Camden students receiving special education services, overall and those attending charter schools in particular, perform similarly in both subjects compared to the state average of special education students. However, Camden special education students from Renaissance schools make greater progress in math and those attending TPS lag behind in reading in comparison with the average special education student in the state.
Cross-sector comparisons within Camden indicate that students living in poverty, ELLs, and special education students enrolled in charter schools post stronger growth in reading and similar progress in math relative to their TPS peers. Students living in poverty as well as ELLs attending Renaissance schools outperform their TPS peers in the same subgroup in both subjects. Renaissance School students receiving special education designations exhibit great learning gains in reading and similar gains in math compared to TPS special education students.
Overall, female students in Camden grow similarly in both reading and math compared to female students in the state. Camden charter and Renaissance School female students mirror the pattern while Camden TPS female students underperform female students in the state in both subjects. Comparisons within Camden demonstrate that charter and Renaissance school female students make significantly greater progress in both subjects than TPS female students.

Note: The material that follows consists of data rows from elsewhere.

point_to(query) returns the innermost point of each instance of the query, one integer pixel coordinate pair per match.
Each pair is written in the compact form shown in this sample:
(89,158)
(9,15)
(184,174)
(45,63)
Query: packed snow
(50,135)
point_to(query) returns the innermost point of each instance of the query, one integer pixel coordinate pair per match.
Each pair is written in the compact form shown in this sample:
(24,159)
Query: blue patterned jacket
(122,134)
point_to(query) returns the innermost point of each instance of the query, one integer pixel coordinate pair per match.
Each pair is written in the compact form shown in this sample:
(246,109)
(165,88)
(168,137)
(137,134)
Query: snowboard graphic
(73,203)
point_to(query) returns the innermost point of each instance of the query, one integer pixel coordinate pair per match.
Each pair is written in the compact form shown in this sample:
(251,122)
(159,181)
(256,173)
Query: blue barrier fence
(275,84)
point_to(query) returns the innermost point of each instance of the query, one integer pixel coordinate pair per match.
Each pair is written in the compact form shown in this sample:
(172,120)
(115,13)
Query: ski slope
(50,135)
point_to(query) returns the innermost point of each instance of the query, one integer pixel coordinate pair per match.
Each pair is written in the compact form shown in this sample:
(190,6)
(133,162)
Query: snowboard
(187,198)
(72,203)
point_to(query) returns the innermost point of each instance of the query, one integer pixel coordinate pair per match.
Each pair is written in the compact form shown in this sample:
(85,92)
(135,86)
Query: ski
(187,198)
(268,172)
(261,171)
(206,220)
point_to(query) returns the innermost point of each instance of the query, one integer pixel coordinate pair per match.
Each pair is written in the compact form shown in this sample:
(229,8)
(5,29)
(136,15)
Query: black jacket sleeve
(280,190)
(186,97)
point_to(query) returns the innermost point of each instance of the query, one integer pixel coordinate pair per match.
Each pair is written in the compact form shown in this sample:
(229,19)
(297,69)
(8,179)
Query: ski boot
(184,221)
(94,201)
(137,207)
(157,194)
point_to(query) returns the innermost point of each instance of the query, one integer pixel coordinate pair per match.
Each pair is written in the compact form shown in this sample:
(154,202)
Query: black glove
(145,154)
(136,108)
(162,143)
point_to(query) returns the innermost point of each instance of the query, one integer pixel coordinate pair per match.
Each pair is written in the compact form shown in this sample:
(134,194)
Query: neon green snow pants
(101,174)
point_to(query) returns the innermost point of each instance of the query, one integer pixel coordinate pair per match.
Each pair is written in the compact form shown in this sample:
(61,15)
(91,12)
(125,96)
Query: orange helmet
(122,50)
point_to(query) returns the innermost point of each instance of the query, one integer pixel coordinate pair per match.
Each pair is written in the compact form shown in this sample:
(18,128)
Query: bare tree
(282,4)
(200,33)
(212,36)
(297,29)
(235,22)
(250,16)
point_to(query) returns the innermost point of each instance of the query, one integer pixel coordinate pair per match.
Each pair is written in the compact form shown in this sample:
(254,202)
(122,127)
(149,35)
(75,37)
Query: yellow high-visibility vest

Male students in Camden overall make weaker gains in reading and similar growth in math compared to the state average of male students. Sector breakout analyses reveal that relative to the average male student in the state, Camden charter male students register similar progress in both subject, Camden Renaissance school males make greater progress in reading, and Camden TPS male students post weaker growth in both subjects for. Within Camden, charter school male students exhibit greater gains in reading and similar growth in math than TPS male students, while Renaissance school male students outgrow their TPS male peers in both subjects.